Em 2018, o belga Olivier Masset-Depasse adaptou ao cinema, em Duelles, um livro da escritora Barbara Abel, transpondo-o da atualidade para a década de 60. A história passa-se nos arredores de Bruxelas, onde moram, em casas geminadas, Alice e Céline, duas melhores amigas, cujos filhos, também melhores amigos e da mesma idade, foram criados juntos e frequentam a mesma escola. As duas famílias dão-se lindamente e tudo corre bem, até ao dia em que o filho de Céline cai da janela do seu quarto e morre à vista de Alice, que não foi a tempo de impedir a tragédia. A partir daí, o comportamento de Céline torna-se cada vez mais estranho, começando a ficar obcecada pelo filho de Alice e a relação entre as duas azeda até se tornar sinistra.
Realizado em estreia pelo diretor de fotografia francês Benoît Delhomme, que substituiu à última da hora Olivier Masset-Deplace, Dupla Obsessão é o remake americano de Duelles, e um veículo para Jessica Chastain e Anne Hathaway (esta também com funções de produção), que assumem, respetivamente, os papéis de Alice e Céline.
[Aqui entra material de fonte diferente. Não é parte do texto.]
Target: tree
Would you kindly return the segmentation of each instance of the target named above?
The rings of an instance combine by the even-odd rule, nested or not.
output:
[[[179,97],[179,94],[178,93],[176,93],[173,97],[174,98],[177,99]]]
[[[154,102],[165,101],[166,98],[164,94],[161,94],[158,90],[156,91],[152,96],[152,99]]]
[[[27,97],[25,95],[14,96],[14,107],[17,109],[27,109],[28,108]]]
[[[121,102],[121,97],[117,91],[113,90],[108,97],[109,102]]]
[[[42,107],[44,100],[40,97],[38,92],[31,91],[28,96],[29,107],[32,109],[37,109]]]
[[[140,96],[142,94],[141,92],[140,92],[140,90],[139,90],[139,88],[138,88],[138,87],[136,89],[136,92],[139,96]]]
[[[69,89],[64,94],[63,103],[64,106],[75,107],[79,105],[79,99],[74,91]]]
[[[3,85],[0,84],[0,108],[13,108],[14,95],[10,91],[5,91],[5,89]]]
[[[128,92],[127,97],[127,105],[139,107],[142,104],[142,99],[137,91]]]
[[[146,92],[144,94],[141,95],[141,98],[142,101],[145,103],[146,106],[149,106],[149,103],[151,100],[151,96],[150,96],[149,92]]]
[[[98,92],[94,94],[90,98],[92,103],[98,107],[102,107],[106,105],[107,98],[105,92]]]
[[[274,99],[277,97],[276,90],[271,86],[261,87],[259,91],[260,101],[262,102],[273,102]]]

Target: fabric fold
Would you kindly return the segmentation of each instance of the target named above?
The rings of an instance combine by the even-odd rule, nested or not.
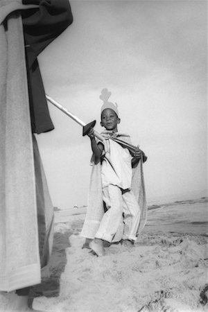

A ação passa do subúrbio de uma capital europeia para o subúrbio de uma grande cidade dos EUA que nunca é referida, mantendo-se nos anos 60, pouco antes da eleição presidencial que John F. Kennedy ganharia a Richard Nixon, e que é referida no início da fita, durante uma conversa entre os maridos das duas protagonistas.
[Veja o “trailer” de “Dupla Obsessão”:]
Dupla Obsessão pertence àquela categoria de filmes que postulam que os subúrbios da classe média, com as suas casas amplas e bem arranjadas, os seus jardins imaculados e as famílias aparentemente felizes e sem problemas que lá moram, são o cenário ideal para histórias funestas, dramas lancinantes, intrigas negras e horrores insuspeitos. Fazendo jus ao seu ofício de diretor de fotografia, Delhomme ambienta Dupla Obsessão no que aparenta ser um lugar idílico de perfeição, harmonia, prosperidade e luminosidade, onde é sempre Verão e as cores pastel dominam o guarda-roupa feminino, os interiores e a natureza. E quando o negrume se manifesta, vem de dentro das personagens, como manda a convenção.
[Veja uma entrevista com as duas atrizes:]
A fita belga original é um pastiche hitchcockiano muito aceitável, em que Olivier Masset-Depasse consegue, até bastante perto do fim, deixar-nos na dúvida sobre se Céline ficou mentalmente perturbada com a morte do filho, profundamente ressentida para com Alice e se transformou numa ameaça para esta e para a sua família, ou se Alice é que é a desequilibrada e imaginou tudo na sua cabeça. Apesar de seguir muito de perto a história de Duelles, e mau grado toda a aplicação de Chastain e Hathaway, Dupla Obsessão não consegue sequer invocar climas de suspense, crispação e pavor ao estilo de um Brian De Palma, quanto mais de Alfred Hitchcock. Não invoquemos o nome do mestre em vão.
[Veja uma sequência do filme:]
O filme lida com temas como a culpabilização exacerbada, o ressentimento que se transmuta em ódio de morte, ou o instinto maternal doentiamente deturpado pela dor. Benoît Delhomme maneja-os, narrativa e visualmente, com pouca subtileza, escassa capacidade para gerar tensão física e psicológica, criar mal-estar no espectador ou instalar uma atmosfera de ambiguidade e desconfiança. É tudo muito denunciado e evidente, e embora as duas atrizes se esforcem, Jessica Chastain numa Alice em crescendo de suspeita e aflição, Anne Hathaway numa Céline cuja compostura mascara a sua hostilidade, Dupla Obsessão não consegue ter nem as convulsões angustiantes do grande psicodrama, nem a pulsão mórbida do thriller bem trabalhado. São 94 minutos em lume brando.